The Metadata Controller System
The CPU power and memory capacity of the MDC System are important performance factors, as well as the number of file systems hosted per system. In order to ensure fast response time it is necessary to use dedicated systems, limit the number of file systems hosted per system (maximum 8), and have an adequate CPU and memory. See StorNext Limits for limits on the number of files per file system and per database instance.
Some metadata operations such as file creation can be CPU intensive, and benefit from increased CPU power.
Other operations can benefit greatly from increased memory, such as directory traversal. SNFS provides two config file settings that can be used to realize performance gains from increased memory:
BufferCacheSize
InodeCacheSize
However, it is critical that the MDC system have enough physical memory available to ensure that the FSM process doesn’t get swapped out. Otherwise, severe performance degradation and system instability can result.
The operating system on the metadata controller must always be run in U.S. English. On Windows systems, this is done by setting the system locale to U.S. English.
Caution: As the File System Manager (FSM) supports over 1000 clients (with more than 1000 file requests per client), the resource limits of your MDC may be exhausted with additional load from other processes. Exceeding the file descriptor limit will cause errors to your system. Quantum recommends you not run additional applications on the MDC.

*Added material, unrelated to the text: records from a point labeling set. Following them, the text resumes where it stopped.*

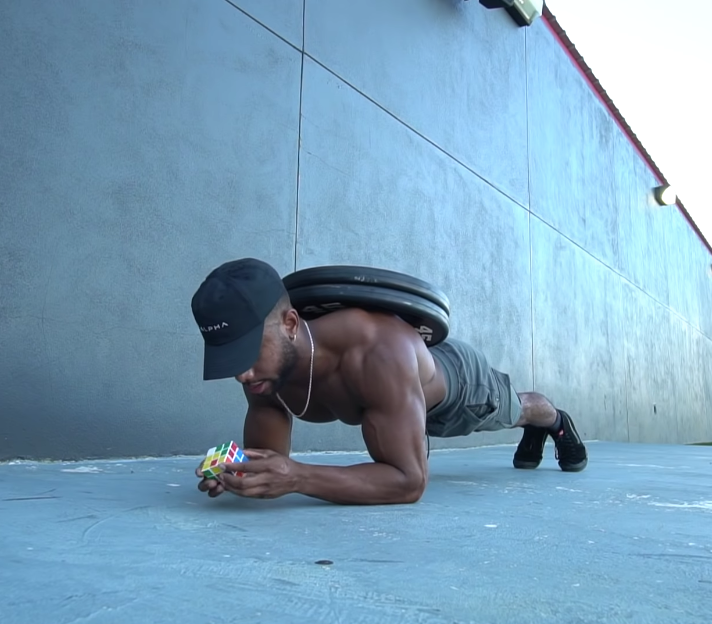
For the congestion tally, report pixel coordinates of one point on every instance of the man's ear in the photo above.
(291, 321)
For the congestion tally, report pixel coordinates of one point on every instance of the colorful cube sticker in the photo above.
(225, 453)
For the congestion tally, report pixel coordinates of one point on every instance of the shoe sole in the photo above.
(574, 467)
(521, 465)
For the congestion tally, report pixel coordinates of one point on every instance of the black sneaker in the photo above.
(530, 451)
(570, 451)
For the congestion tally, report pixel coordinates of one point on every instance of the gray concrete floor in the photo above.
(627, 540)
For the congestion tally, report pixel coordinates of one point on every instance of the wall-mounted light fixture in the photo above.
(665, 195)
(524, 12)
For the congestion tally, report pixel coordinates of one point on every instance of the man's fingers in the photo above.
(208, 484)
(236, 483)
(250, 466)
(257, 453)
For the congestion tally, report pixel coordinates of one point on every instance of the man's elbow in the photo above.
(414, 488)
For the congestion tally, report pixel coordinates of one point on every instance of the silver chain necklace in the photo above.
(311, 376)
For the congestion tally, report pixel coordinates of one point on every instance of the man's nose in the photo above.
(246, 377)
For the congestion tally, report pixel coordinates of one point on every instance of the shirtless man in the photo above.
(363, 369)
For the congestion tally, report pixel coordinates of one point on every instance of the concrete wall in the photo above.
(146, 141)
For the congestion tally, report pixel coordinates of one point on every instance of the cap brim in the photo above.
(233, 358)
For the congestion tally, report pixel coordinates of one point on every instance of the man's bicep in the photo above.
(267, 427)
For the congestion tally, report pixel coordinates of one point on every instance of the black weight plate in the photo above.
(428, 319)
(347, 274)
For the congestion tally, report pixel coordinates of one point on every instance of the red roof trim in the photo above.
(560, 34)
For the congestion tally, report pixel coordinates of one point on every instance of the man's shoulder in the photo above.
(354, 330)
(368, 342)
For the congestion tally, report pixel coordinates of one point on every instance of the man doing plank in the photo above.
(362, 368)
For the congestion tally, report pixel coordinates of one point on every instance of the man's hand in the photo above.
(266, 475)
(212, 486)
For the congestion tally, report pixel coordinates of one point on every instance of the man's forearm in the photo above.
(362, 484)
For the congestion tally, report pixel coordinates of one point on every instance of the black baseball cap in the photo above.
(230, 308)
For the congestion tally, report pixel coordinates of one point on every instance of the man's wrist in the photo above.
(299, 476)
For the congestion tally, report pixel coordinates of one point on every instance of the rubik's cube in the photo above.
(225, 454)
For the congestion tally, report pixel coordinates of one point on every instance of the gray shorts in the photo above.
(479, 398)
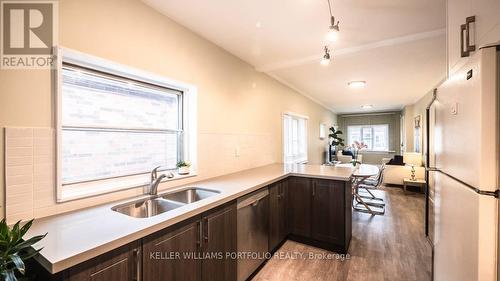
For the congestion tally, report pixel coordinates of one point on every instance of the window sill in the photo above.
(95, 188)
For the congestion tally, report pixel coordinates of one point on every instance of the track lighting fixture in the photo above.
(333, 32)
(325, 60)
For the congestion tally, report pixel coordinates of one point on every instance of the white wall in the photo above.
(237, 106)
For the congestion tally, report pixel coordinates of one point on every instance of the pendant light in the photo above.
(325, 60)
(333, 32)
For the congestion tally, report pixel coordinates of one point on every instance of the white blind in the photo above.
(376, 137)
(113, 126)
(295, 138)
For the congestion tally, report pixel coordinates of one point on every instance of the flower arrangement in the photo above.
(355, 148)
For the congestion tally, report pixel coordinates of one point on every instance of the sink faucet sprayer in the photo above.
(152, 188)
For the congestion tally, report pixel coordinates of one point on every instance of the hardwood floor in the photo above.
(389, 247)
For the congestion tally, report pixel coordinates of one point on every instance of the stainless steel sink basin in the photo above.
(190, 195)
(146, 208)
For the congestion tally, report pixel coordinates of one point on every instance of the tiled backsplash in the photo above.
(29, 165)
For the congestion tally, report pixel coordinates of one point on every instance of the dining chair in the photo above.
(370, 184)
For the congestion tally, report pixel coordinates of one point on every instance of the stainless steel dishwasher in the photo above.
(253, 232)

The following FSM configuration file settings are explained in greater detail in the snfs.cfgx
file and snfs_config(5)
man pages, which are available in the StorNext Man Pages Reference Guide posted here https://www.quantum.com/snsdocs.
Please refer there for setting details and an example file. For a sample FSM configuration file, see Example FSM Configuration File.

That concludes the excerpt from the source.